Next, I will cover connecting a GPS module to a NTP server over USB.
This is part of a series on the ch32v307 dev board
I previously setup PPS over USB using a USB Full-Speed (12Mbit) stm32f103 device. One of the limitations of that device is USB Full-Speed devices are polled by the host every 1ms at the fastest. I measured when the USB device was polled and sent a follow-up message so the timestamp could be adjusted. The clock offset after the timestamp adjusting was +/-5 microseconds (μs).
This project will be using a USB High-Speed (480Mbit) device, which is polled at 125μs at the fastest. So at the very least, I would expect the polling delay to reduce.
To start the measurement, I took a stratum 2 NTP server that gets its time from two local stratum 1 NTP servers. This is using hardware timestamps on both the client and server, along with NTP interleaved mode. These are the standards to compare the results against.
These three systems agreed on their time within +/- 650 nanoseconds 98% of the time with this configuration.
A GPS was connected to the ch32v307 and the ch32v307 was connected to a server via USB. The ch32v307 changes the GPS PPS into carrier detect messages, and timestamps by the Linux kernel are configured via the ppsldisc command. The ch32v307 measures the difference in time between when the PPS happened and when the carrier detect message was received by the USB host, and sends that as a follow-up message. I've written a python program that listens for that follow-up message, adjusts the PPS timestamp, and sends that timestamp into chrony via a unix socket.

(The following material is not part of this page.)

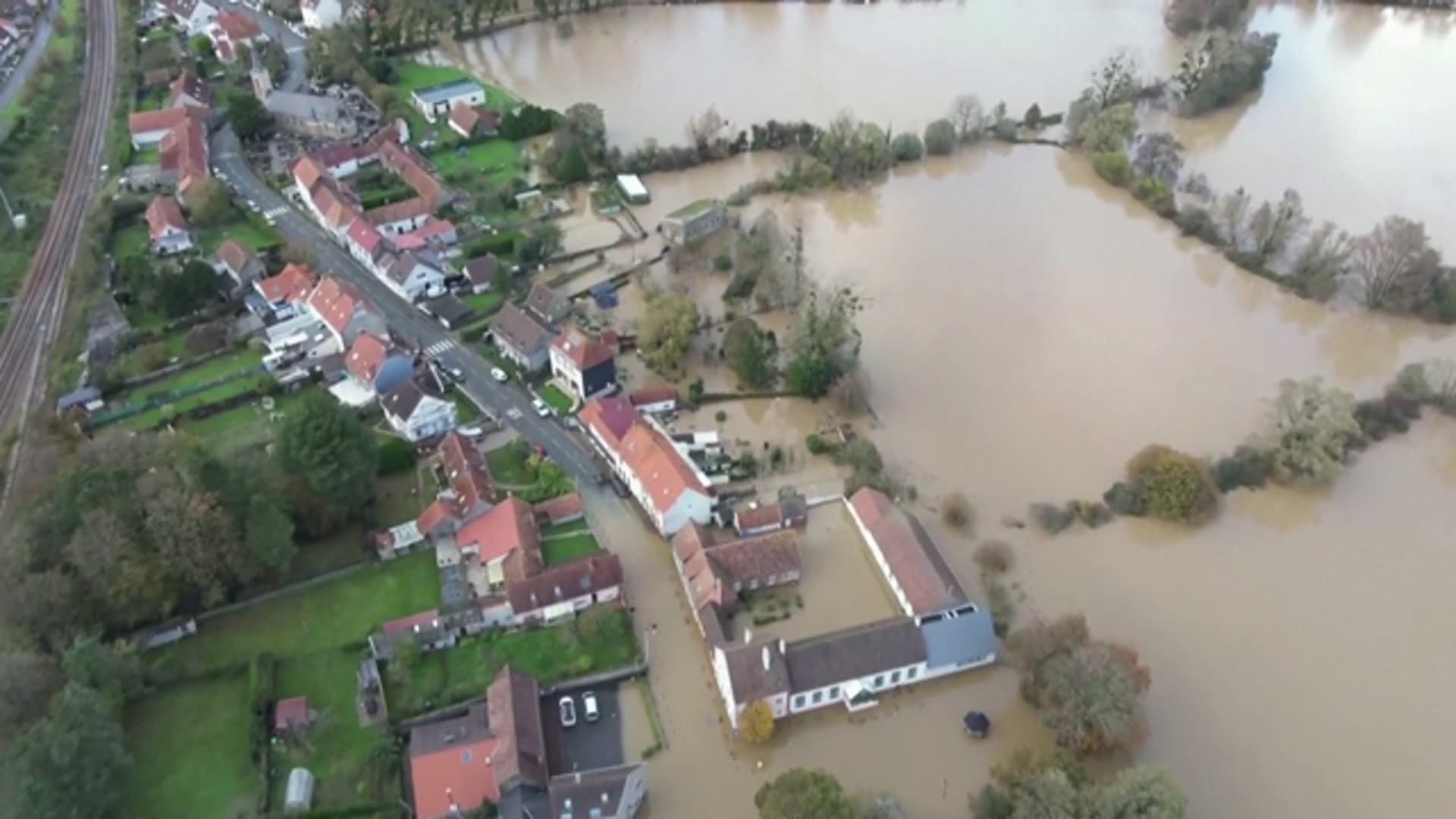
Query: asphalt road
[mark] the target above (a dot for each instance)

After the server starting syncing against the PPS, its clock was farther out of sync from the network clocks (teensy-1 and teensy-2).
98% of the time, the clocks were within -3.2 μs, +7.3 μs. This isn't as good as a local network source with hardware timestamps, but it is better than using a time source over a wan connection.
With the measurement of time between when the PPS happened and when the USB host picked up the carrier detect message, we can compare High Speed vs Full Speed USB delay. First up, the delay for High speed:
The expected value is between 0us and 125μs, plus the interrupt delay on the microcontroller. That matches what we see. The triangle shape is due to the USB Host's clock drifting in relation to the PPS message.
And then, the delay for Full speed:
The expected value is between 0μs and 1000μs, plus the interrupt delay on the microcontroller. This is also a match.
USB interrupt coalescing
The USB host for these tests has a "Intel Corporation 9 Series Chipset Family USB xHCI Controller". The technical specs for xhci controllers mentions "Interrupt Moderation". It tries to combine multiple USB events together into one interrupt by delaying for a configurable amount of time. By default, Linux is configured for a 40μs delay. I experimented with changing that to 4μs with the patch below.
diff --git a/drivers/usb/host/xhci-pci.c b/drivers/usb/host/xhci-pci.c
index b9ae5c2a2527..ea04d67c3263 100644
@@ -599,7 +599,7 @@ static int xhci_pci_setup(struct usb_hcd *hcd)
pci_read_config_byte(pdev, XHCI_SBRN_OFFSET, &xhci->sbrn);
/* imod_interval is the interrupt moderation value in nanoseconds. */
- xhci->imod_interval = 40000;
+ xhci->imod_interval = 4000;
retval = xhci_gen_setup(hcd, xhci_pci_quirks);
The system was configured to get its time from the local stratum 1 NTP servers. Below is a graph of the offset of the USB PPS before this change compared to the NTP server time. Ideally, it would have an offset of 0μs with a very small timespan between 1st percentile and 99th percentile.
And then, after the change (graph below) I would expect the offset to get closer to 0μs.
This shifted the offset closer to 0μs, but by less that I would have expected. (about 30μs vs 36μs for the 25th percentile). There's some strange distributions in these timings, which I want to do some more experimenting on. I don't understand what is taking 38μs~48μs, I would have expected this timing to be much closer to 10μs~30μs.
I'm not sure this change was worth it. It lowered the offset but raised the jitter. The offset is easy to correct, and jitter is not.